1)   l’eau n’est pas une marchandise

 

2)   elle doit être rendue à la nature après usage dans sa pureté initiale

 

3)    elle doit être gérée par le pouvoir public et son accès inscrit comme droit de l’homme dans les Constitutions.

Vous avez reçu la « feuille d’eau » qui symbolise le Mouvement des Porteurs d’eau. C’est un signe de reconnaissance pour celles et ceux qui militent pour un changement fondamental de politique.

 Fondamentale, parce qu’elle oppose au maitre à penser du système actuel c-à-d les valeurs financières injustement réparties, les valeurs, force de vie, à partager entre tous. Pas seulement tous…ceux qui peuvent payer, mais tout ce qui vit sur cette terre. A l’écoute de ceux qui s’en remettent au pouvoir de la Terre/Mère qui nourrit ceux qu’elle accueille, nous remettons en cause le système actuel, agent de la dictature économique toute puissante.

Ce n’est pas ce que vous enseignent vos professeurs, eux-mêmes formés, comme nous tous,  à l’école du capitalisme. Mais à ceux plus éclairés qui à l’instar de certains économistes et philosophes mettent en doute leur conviction, je vous propose d’écouter l’autre discours qui envahit les esprits. Et même si vous ne l’entendez pas, ne  rejetez pas d’emblée ceux qui y travaillent.

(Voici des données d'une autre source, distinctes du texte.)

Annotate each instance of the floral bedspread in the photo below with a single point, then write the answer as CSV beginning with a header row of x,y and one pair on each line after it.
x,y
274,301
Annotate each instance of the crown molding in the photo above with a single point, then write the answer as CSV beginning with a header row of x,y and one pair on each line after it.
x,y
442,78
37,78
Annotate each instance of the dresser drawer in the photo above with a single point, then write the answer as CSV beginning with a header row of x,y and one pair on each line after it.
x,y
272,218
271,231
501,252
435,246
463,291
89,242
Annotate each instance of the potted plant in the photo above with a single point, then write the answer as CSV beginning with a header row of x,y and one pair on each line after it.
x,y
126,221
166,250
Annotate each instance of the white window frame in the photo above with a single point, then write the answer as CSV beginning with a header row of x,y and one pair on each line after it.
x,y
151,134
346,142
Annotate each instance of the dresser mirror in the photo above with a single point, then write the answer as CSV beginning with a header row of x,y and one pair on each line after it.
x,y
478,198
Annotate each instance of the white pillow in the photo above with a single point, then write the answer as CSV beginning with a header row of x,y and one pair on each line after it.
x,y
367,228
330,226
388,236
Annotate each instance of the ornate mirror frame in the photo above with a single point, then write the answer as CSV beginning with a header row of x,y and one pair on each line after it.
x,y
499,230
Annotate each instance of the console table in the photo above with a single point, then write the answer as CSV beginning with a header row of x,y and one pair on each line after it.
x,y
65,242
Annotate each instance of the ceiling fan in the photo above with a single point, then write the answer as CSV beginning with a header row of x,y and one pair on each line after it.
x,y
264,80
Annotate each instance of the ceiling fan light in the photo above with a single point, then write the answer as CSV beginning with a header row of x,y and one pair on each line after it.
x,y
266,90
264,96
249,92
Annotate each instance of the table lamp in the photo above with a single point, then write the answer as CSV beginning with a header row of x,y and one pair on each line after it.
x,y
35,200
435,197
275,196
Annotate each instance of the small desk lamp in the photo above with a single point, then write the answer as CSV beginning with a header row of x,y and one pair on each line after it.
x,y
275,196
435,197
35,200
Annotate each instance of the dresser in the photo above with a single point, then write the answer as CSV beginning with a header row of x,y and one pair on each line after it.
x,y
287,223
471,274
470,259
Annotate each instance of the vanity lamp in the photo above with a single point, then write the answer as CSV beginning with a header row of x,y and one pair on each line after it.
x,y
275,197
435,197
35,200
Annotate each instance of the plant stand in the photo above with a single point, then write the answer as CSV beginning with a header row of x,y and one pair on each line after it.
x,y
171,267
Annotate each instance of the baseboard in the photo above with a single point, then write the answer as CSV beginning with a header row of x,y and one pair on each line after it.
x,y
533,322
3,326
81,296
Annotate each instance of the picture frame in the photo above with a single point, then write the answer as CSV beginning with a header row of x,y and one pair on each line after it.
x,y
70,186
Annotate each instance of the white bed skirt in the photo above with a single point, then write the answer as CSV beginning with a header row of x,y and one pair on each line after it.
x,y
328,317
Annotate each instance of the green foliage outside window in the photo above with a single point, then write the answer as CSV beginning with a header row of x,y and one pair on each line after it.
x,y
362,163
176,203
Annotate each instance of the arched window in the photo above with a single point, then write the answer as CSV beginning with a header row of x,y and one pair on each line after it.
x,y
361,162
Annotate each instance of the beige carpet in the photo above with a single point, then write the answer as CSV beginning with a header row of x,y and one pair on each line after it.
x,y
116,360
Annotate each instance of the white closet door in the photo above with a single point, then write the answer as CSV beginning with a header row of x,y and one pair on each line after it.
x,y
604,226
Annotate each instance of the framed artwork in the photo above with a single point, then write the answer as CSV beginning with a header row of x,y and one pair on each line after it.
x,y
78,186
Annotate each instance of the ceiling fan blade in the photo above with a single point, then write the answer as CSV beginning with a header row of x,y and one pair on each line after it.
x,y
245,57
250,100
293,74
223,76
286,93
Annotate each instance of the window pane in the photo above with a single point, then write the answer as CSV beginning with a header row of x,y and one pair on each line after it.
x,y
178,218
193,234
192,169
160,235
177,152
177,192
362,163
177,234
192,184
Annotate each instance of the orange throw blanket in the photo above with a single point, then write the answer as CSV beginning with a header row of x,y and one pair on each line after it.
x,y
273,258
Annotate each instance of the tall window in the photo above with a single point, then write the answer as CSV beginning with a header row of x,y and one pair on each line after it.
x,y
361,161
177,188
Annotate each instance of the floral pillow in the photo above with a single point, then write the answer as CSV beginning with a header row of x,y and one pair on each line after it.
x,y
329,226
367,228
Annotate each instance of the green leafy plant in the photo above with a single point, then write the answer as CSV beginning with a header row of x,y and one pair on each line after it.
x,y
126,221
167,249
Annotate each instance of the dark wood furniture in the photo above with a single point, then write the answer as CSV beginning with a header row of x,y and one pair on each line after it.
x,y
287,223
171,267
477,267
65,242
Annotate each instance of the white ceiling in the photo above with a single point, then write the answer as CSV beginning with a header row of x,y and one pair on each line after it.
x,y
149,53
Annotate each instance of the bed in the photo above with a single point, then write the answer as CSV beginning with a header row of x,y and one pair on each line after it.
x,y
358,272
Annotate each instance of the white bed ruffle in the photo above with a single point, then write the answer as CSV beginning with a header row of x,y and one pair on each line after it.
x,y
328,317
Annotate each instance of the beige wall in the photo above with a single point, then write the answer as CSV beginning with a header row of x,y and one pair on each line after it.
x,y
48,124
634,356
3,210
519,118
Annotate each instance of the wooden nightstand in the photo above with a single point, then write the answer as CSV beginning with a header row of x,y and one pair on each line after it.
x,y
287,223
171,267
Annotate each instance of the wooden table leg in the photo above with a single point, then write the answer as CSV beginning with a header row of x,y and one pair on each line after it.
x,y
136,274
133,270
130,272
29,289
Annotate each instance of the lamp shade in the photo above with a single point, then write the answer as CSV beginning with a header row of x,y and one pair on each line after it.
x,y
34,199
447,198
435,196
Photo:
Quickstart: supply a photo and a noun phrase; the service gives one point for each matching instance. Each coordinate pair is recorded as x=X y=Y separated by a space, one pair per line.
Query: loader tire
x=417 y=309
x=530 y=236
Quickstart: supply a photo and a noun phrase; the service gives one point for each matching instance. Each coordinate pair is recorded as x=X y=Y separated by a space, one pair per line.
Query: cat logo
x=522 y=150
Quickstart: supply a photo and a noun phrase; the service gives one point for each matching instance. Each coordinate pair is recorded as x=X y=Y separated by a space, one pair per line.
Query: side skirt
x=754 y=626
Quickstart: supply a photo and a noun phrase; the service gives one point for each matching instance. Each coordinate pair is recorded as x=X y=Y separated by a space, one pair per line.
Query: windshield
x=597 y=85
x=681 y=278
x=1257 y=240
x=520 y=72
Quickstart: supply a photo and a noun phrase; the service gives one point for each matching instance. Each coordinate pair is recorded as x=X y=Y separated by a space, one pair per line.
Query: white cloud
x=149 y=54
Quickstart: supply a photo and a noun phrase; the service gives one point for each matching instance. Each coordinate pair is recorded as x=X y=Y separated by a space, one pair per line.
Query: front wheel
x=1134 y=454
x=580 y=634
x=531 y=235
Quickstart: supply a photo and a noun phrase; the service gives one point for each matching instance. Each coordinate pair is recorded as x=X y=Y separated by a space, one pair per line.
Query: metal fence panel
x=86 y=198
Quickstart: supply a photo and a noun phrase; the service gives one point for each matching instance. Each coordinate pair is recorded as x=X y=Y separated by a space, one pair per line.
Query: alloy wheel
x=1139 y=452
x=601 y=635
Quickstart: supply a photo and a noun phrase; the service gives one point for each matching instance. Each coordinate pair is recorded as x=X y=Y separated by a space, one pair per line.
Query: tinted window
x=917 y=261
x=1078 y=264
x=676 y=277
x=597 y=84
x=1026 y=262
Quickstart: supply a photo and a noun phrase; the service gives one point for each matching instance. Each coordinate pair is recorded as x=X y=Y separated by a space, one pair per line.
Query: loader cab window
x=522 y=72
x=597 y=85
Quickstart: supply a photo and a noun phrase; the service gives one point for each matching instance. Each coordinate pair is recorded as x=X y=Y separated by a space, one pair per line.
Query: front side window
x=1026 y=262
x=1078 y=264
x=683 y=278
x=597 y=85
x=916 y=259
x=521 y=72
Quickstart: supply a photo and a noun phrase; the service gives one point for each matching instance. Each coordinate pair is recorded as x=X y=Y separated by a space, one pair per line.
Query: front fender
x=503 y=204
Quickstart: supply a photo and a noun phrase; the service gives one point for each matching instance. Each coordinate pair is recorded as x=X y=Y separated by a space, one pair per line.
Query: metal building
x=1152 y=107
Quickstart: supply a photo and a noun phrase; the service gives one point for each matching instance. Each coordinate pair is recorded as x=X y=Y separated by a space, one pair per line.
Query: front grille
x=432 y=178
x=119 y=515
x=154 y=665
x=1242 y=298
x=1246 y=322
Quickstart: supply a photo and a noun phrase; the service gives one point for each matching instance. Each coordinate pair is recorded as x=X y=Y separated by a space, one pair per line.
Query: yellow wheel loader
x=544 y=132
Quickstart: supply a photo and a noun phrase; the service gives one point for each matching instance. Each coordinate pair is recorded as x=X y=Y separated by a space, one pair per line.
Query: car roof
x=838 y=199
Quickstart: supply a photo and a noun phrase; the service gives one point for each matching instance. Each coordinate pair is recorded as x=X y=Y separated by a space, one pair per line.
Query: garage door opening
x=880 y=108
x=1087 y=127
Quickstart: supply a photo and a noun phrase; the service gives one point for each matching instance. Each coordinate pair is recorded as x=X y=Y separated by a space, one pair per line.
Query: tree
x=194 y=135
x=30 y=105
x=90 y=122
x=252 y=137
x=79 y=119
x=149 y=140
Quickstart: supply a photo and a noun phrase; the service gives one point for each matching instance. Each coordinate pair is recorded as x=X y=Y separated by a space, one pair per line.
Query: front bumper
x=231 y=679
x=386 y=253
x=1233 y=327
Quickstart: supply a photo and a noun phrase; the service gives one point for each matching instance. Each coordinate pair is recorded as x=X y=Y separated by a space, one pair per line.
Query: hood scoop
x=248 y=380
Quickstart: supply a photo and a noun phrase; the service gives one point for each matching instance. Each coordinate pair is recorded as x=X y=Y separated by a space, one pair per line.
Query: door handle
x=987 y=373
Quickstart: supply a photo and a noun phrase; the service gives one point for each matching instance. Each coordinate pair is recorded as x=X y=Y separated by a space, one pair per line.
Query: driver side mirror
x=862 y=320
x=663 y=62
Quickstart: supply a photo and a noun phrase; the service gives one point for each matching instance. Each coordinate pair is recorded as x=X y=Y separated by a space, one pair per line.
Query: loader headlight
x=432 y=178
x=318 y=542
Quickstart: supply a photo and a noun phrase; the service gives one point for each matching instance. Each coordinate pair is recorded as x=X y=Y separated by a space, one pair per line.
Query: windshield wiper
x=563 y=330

La discussion du nouveau projet de loi sur la politique de l’eau en France sera justement l’occasion de faire entendre un autre point de vue.

Tel :

 -la reconnaissance de l’eau comme un bien commun du vivant;

 

l’accès à l’eau en quantité et en qualité suffisante pour que l’humanité vive dignement, soit reconnu comme un droit fondamental, individuel et collectif ;

       une gestion publique de l’eau qui contribue à la solidarité pour la vie entre les communautés, pays, sociétés, sexes et générations ;

       la prise en charge financière de l’eau à la fois collective et individuelle selon les principes de responsabilité et d’utilité ;

       et enfin l’eau est une affaire de citoyenneté et de démocratie.

Ce sont ces initiatives qui permettent d’entrevoir la construction d’un autre monde, un monde où l’homme serait au centre de nos préoccupations, et le citoyen conscient de ses responsabilités.

C’est avant tout une réhabilitation de la démocratie. (Eviter de parler de démocratie participative, c’est un pléonasme)

Malgré la démesure et la folie fulgurante qui frappent de stupeur, des enfants continuent à naître, des populations continuent à s’abreuver et des arbres continuent à pousser.

La permanence de la vie impose que nous soyons vigilants.

C’est sur le thème de l’eau que l’on essaie de présenter un « mouvement de solidarité entre les peuples sans distinction « spécifique   », nous le présentons comme une force de propositions pour créer une autre mondialisation qui réfute la haine, les revanches, nourries par des intérêts qui ne nous concernent pas.

J’espère vous avoir intéressés, je vous en remercie.